Para preparar uma estadia que combine praias do sul (Les Salines em Sainte-Anne, Anse Dufour, Anse Noire e sua areia preta, Grande Anse), natureza (o Jardim de Balata, a península da Caravelle em Tartane) e cultura viva, dê uma olhada no nosso guia completo da Martinica: ele o ajudará a montar um roteiro equilibrado.

Viver o bele a partir do seu alojamento Hostel Toucan

A melhor forma de aproveitar uma swaré é ter uma base bem localizada e anfitriões que conheçam o terreno. Na Hostel Toucan, oferecemos aluguéis de temporada por toda a ilha, do norte cultural ao sul de praia, com um verdadeiro conhecimento local.

As nossas vantagens concretas para a sua viagem:

  • Reserva direta sem taxas de plataforma: você paga o preço justo, sem comissão oculta.
  • Cancelamento gratuito até 7 dias antes da chegada, para reservar com tranquilidade.
  • Assistência por WhatsApp 7 dias por semana: precisa do endereço de uma swaré, de um conselho de estrada ou de uma boa mesa crioula? Nós respondemos.

Descubra os nossos alojamentos na Martinica para encontrar a base ideal, o mais perto possível dos lugares onde a cultura está em plena efervescência. E se você é proprietário de um imóvel na ilha e deseja valorizá-lo partilhando ao mesmo tempo a autenticidade martiniquense, o nosso serviço de concierge cuida de tudo.

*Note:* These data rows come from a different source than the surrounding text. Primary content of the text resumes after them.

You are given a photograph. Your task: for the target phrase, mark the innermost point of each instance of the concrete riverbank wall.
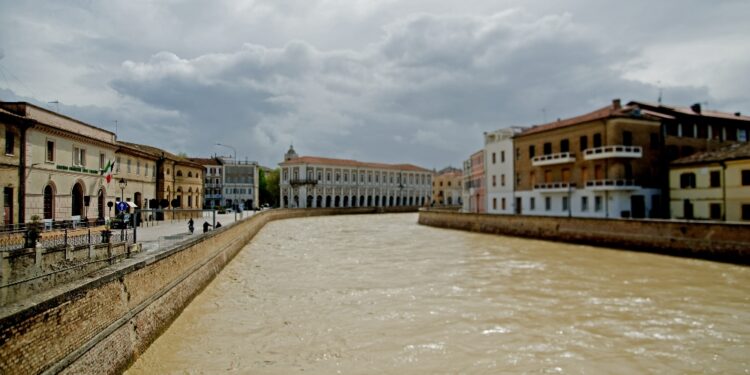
(725, 242)
(100, 324)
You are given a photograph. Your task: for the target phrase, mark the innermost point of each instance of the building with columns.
(309, 182)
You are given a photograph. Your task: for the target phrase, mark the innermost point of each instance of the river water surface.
(373, 294)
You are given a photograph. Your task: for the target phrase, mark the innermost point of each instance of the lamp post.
(233, 149)
(123, 183)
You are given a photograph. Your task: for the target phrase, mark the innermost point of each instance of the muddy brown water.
(374, 294)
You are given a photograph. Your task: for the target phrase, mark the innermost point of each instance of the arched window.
(49, 202)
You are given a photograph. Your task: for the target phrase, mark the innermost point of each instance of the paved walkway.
(157, 235)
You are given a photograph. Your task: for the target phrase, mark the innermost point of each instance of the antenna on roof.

O bele é a Martinica que se conta sem filtro. Deixe-se levar pelo tambor: é frequentemente a lembrança mais forte que se traz da ilha.

Perguntas frequentes

O que é o bele na Martinica?

O bele é uma dança-tambor tradicional martiniquense nascida nas antigas habitations (plantações). Reúne o tambor bele, as baquetas tibwa, o canto em chamada-resposta e uma dança em que o dançarino dialoga diretamente com o tamborileiro. É um elemento maior do patrimônio cultural imaterial da ilha.

Onde ver um bele autêntico na Martinica?

O norte atlântico, em torno de Sainte-Marie, é o berço histórico do bele e organiza swarés e oficinas. Em Fort-de-France, o palco Tropiques Atrium programa espetáculos de qualidade. As festas patronais dos municípios também são excelentes ocasiões. Peça conselho ao seu serviço de concierge ou ao posto de turismo local.

O que é uma swaré bele?

Uma swaré bele é uma noitada tradicional em que a comunidade se reúne em círculo (o lawonn) em torno dos tamborileiros. Não há palco: qualquer um pode entrar para dançar, cantar ou responder em coro. É gratuita, acolhedora e muito diferente de um espetáculo. Respeite o círculo e peça permissão antes de filmar.

Qual é a melhor época para descobrir o bele e a Martinica?

A estação seca, chamada Careme, de dezembro a abril, oferece o melhor clima. O carnaval, em fevereiro-março, é um momento particularmente rico em música e tambores. Combinar essa época com uma swaré de bairro no norte dá uma visão intensa da cultura viva martiniquense.